This question is asked in Topics of Algebra by I N Herstein –
In $\displaystyle F_{n}$ let $\displaystyle S$ denote the set of all symmetric matrices. Prove that the subring of $\displaystyle F_{n}$ generated by $\displaystyle S$ is all of $\displaystyle F_{n}$
$\displaystyle F_{n}$ is the set of all $\displaystyle n\times n$ matrices over $\displaystyle F$.
My solution: for all $\displaystyle A$ and $\displaystyle B$ in $\displaystyle S$, $\displaystyle AB$ will be in subring generated by $\displaystyle S$. But $\displaystyle AB$ need not to be symmetric as $\displaystyle AB$ will be symmetric if and only if \ $\displaystyle A$ and $\displaystyle B$ commute. This implies that Subring will contain elements that are not symmetric.
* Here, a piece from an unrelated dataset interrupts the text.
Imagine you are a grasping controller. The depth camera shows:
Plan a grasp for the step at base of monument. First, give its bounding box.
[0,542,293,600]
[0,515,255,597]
But does this imply that subring generated by $\displaystyle S$ will contain skew symmetric elements and will be all of $\displaystyle F_{n}$?
Best Answer
In $F_2$ we have $A=\pmatrix{1&1\\1&1}$ and $B=\pmatrix{1&0\\0&0}$ are both symmetric; $AB-BA$ is non-trivially skew symmetric. $F_n$ for $n>2$ works the same way.